Les emprunteurs aux profils considérés comme « à risque » – en raison de leur âge, de leur situation professionnelle ou d’un endettement préexistant – peuvent voir leur dossier refusé, car le taux global (incluant l’assurance) dépasse la limite fixée par le taux d’usure. Ce blocage peut affecter les jeunes ménages, les seniors ou encore les foyers modestes, rendant difficile l’accès à la propriété.
Pour contourner ces obstacles, certains emprunteurs optent pour des stratégies comme la négociation d’une assurance externe, la réduction de la durée de leur crédit ou l’augmentation de leur apport personnel.
Vers un nouveau mode de calcul du taux d’usure ?
Face aux critiques et aux difficultés rencontrées par de nombreux emprunteurs, des réflexions sur une éventuelle réforme du mode de calcul du taux d’usure ont émergé.

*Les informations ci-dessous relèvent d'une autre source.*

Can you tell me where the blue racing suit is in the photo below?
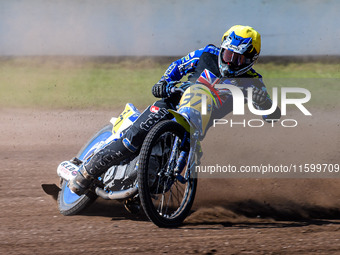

- Une des pistes envisagées serait une actualisation mensuelle, au lieu du rythme trimestriel actuel. Cela permettrait de mieux répondre aux fluctuations rapides du marché et de limiter les effets de décalage. Toutefois, cette solution pourrait augmenter la complexité pour les banques et renforcer l’instabilité pour les emprunteurs.
- D’autres propositions incluent la différenciation des taux d’usure selon les profils d’emprunteurs (par exemple, une segmentation par tranches d’âge ou catégories professionnelles) ou encore une prise en compte plus fine des taux d’assurance dans le calcul.
Ainsi, le taux d’usure joue un rôle clé dans la régulation du marché du crédit. Mais si son objectif est avant tout protecteur, il peut avoir des conséquences inattendues en limitant l’accès au financement pour certains profils. Une réforme pourrait permettre d’assouplir ces contraintes, mais devra également veiller à préserver l’équilibre entre protection des consommateurs et stabilité du système bancaire.